Nonostante alla tremendous la violenza venga de-glamorizzata, con Kaster che nota che ogni canzone “finisce con una sorta di fallimento”, è ovunque in questo album. “I personaggi folli ed esagerati abbondano nella letteratura, ma non così tanto nella musica”, afferma Kazra. Kaster suggerisce che altri cantanti potrebbero preoccuparsi di essere presi per oro colato, o di alienare i fan che cercano un artista con cui relazionarsi: “È difficile avere una relazione parasociale con un terrorista omicida”.
Ma non è tutto un commento satirico serio. Oltre a sintetizzatori discendenti urlanti, il brano Joumana Kayrouz rende un bizzarro tributo a un avvocato libanese specializzato in lesioni personali regolarmente visto sui cartelloni pubblicitari del Michigan. “Ha questa presenza quasi distopica e prepotente”, cube Kaster delle sue pubblicità, descrivendo l’oratrice come “questo cane che brama questa dea onnipotente – che è anche un avvocato”.
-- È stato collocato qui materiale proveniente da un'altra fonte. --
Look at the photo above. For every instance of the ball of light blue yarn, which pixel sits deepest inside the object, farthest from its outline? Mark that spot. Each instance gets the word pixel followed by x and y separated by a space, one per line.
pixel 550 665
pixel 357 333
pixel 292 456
Il suono di Tried Martyr è brutale e disorientante quanto i testi. Ispirato dalle colonne sonore horror, Kazra voleva creare “mistero e confusione su ciò che sta accadendo musicalmente” attraverso campioni difficili da collocare: i noise-rocker giapponesi Floor Zero e il gruppo maliano di takamba Tallawit Timbouctou, intrecciati in un rumore industriale galoppante e groove da headbanging.
Non tutti sono fan di tali estremi. “Nessuno della mia famiglia scherza con questa musica, per loro è dannatamente stupida e offensiva”, journey Kazra. Tuttavia, con un tour internazionale e un secondo album in programma, i Prostitute stanno trovando fan altrove. “Se diamo voce o almeno un’emozione alle frustrazioni che le persone provano”, cube Kaster, “è sorprendente”.